Ankara Büyükşehir Belediyesi, ‘Afet Farkındalık ve Temel İlk Yardım Eğitimlerini sürdürüyor. Son eğitime 220 gönüllü katılım gösterirken, 2021 yılından bu yana devam eden eğitimlere katılanların sayısı 5 bini geçti.
ANKARA (İGFA) - Deprem Risk Yönetimi ve Kentsel İyileştirme Daire Başkanlığı Afet Teknolojileri İzleme ve Eğitim Şube Müdürlüğü, kentin tüm paydaşlarını kapsayan Afet Farkındalık ve İlk Yardım Eğitimlerine tüm hızıyla devam ediyor. Ankara Büyükşehir Belediyesi ve AKUT Arama Kurtarma Derneği koordinasyonunda düzenlenen yeni dönemin ilk eğitimi, Türkiye Barolar Birliği’nden 220 afet gönüllüsünün katılımıyla gerçekleştirildi.
Büyükşehir Belediyesi Konferans Salonu’nda düzenlenen ve Deprem Risk Yönetimi ve Kentsel İyileştirme Daire Başkanı Mutlu Gürler’in video konferans aracılığıyla katıldığı eğitime, Genel Sekreter Yardımcısı Mustafa Kemal Çokakoğlu ve gönüllüler katıldı.
AFET GÖNÜLLÜSÜ SAYISI 5 BİNİ AŞTI
2021 yılında düzenlenmeye başlanan Afet Farkındalık ve Temel İlk Yardım Eğitimleri sonucunda afet gönüllüsü sayısı 5 bin 170’e ulaştı.

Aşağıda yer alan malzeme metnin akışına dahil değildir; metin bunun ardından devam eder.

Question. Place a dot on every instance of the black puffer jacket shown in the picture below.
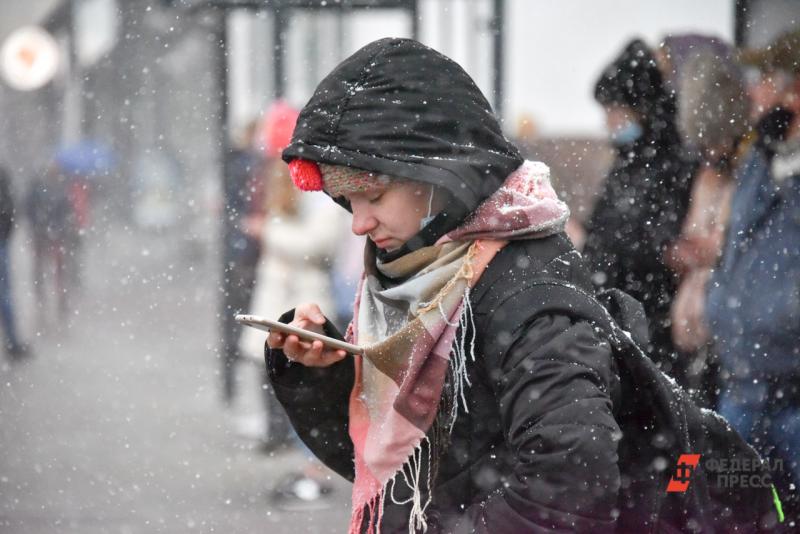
(537, 450)
(641, 208)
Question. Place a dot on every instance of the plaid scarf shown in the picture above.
(412, 380)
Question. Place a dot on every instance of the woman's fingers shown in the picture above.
(310, 312)
(275, 340)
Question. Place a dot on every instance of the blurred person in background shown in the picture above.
(56, 233)
(301, 238)
(15, 349)
(645, 196)
(677, 49)
(753, 302)
(243, 198)
(713, 113)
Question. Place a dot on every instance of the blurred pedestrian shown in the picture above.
(753, 305)
(243, 198)
(713, 113)
(646, 193)
(55, 234)
(15, 349)
(300, 239)
(677, 49)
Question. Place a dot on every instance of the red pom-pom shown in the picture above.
(305, 175)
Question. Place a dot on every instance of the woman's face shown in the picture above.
(390, 214)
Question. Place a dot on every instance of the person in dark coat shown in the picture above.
(466, 412)
(645, 197)
(753, 301)
(242, 192)
(14, 347)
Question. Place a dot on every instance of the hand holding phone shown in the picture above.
(316, 351)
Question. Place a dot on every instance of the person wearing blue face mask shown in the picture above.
(645, 197)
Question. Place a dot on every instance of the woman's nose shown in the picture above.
(363, 223)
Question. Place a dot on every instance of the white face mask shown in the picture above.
(428, 218)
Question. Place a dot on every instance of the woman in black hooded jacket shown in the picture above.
(645, 198)
(522, 437)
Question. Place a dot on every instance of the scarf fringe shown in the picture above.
(419, 462)
(454, 397)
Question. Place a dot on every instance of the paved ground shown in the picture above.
(115, 426)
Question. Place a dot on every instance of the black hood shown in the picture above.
(400, 108)
(633, 80)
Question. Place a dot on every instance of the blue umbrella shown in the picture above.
(86, 158)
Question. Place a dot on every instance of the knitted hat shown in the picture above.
(336, 180)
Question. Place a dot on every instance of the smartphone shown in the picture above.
(268, 325)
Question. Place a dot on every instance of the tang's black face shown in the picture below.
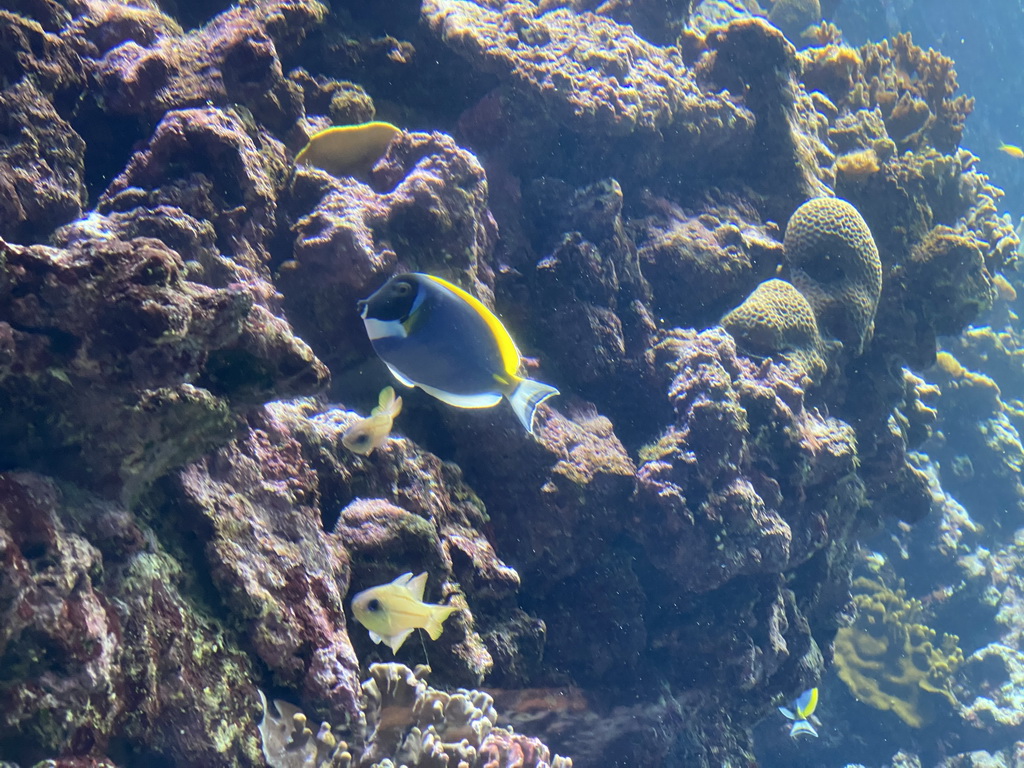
(393, 301)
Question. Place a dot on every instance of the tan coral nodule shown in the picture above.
(834, 261)
(776, 318)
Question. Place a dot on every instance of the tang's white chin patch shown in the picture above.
(383, 329)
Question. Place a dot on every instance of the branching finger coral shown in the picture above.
(403, 722)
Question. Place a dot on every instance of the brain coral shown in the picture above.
(890, 659)
(834, 261)
(777, 320)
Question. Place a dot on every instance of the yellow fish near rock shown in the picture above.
(347, 150)
(1013, 151)
(369, 434)
(392, 610)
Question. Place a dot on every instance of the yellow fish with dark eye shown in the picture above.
(1013, 151)
(347, 150)
(369, 434)
(391, 611)
(435, 336)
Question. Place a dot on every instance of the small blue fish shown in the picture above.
(801, 713)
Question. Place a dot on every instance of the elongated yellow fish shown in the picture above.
(392, 610)
(369, 434)
(347, 150)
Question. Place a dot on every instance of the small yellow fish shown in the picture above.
(369, 434)
(392, 610)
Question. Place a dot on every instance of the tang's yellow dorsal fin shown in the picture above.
(507, 347)
(346, 150)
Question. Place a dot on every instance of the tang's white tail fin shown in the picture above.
(437, 615)
(526, 396)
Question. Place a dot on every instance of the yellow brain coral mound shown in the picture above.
(891, 660)
(347, 150)
(776, 320)
(834, 261)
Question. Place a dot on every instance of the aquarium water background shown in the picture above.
(765, 250)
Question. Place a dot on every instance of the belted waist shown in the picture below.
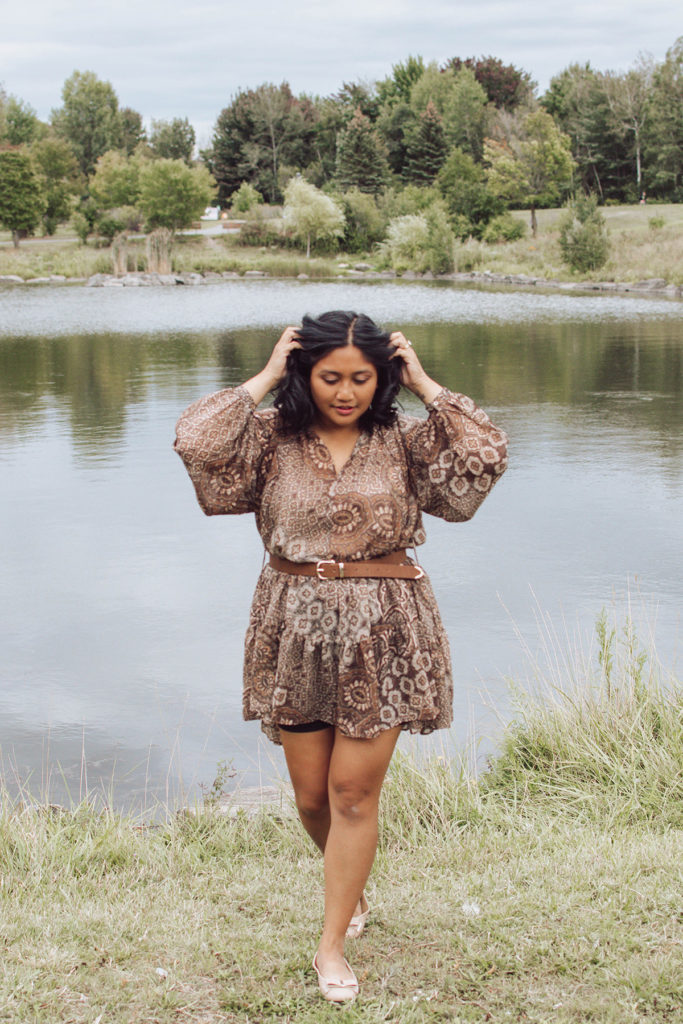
(391, 566)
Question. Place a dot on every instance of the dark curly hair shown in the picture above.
(319, 336)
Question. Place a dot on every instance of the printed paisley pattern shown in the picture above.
(363, 654)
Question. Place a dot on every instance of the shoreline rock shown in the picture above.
(652, 286)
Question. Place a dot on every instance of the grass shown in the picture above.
(549, 890)
(639, 251)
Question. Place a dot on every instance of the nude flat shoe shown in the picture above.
(357, 922)
(337, 989)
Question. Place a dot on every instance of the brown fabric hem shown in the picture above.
(416, 727)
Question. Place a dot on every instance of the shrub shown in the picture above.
(468, 255)
(407, 239)
(365, 223)
(81, 225)
(125, 218)
(504, 228)
(420, 242)
(245, 198)
(584, 241)
(309, 215)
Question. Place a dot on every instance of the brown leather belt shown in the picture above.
(391, 566)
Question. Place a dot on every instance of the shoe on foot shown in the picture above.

Uzman eğitmenler eşliğinde düzenlenen eğitimler; afet farkındalık ve temel ilk yardım, tahliye ve lojistik destek grubu ile hafif arama kurtarma eğitimi olmak üzere üç ana başlıkta gerçekleştirilmeye devam edecek.
“KURUMSAL KAPASİTEMİZİ ARTIRMAK İÇİN ÇOK ÖNEMLİ İŞLER YAPTIK”
Eğitimin açılış konuşmasını yapan Ankara Büyükşehir Belediyesi Genel Sekreter Yardımcısı Mustafa Kemal Çokakoğlu, “Gün geçmiyor ki afetlerle karşı karşıya kalmayalım. Gerek iklim değişikliği gerekse tektonik hareketlerin sıklaşması, afetlerin artmasına sebep oldu. Bütün ülkeler çok büyük afetlerle karşı karşıya kalıyor. Bu afetler hem kendi bireysel hayatlarımızda hem de küresel anlamda kriz yönetiminin daha çok öne çıktığı yenidünya düzenini yarattı. Krizi ne kadar iyi ön görürsek o kadar iyi yönetiriz ve sonucunda yani yaraların sarılması noktasında gerekli hassasiyetleri göstererek krizden en az zararla kurtulmanın yolunu seçmiş oluruz” dedi.
Afet durumlarına kurum olarak hazır olunması gerektiğini vurgulayan Çokakoğlu, “Biz Ankara Büyükşehir Belediyesi olarak daha önce yapılanlara ilaveten kurumsal kapasitemizi artırmak için çok önemli işler yaptık. Teknik donanım ve teçhizatları en üst seviyeye çıkarmak için bütçemizden ciddi paralar harcadık. Bugün Ankara Büyükşehir Belediyesi İtfaiye Daire Başkanlığı zannediyorum İstanbul’dan sonraki en kapsamlı ve en donanımlı daire başkanlığı hâline geldi. Devletimizin diğer ekipleri ile birlikte Ankara Büyükşehir Belediyesi, Elazığ’da, İzmir’de ve 11 ilimizi kapsayan büyük depremde sahada yer alan kurumlardan biri oldu” ifadelerini kullandı.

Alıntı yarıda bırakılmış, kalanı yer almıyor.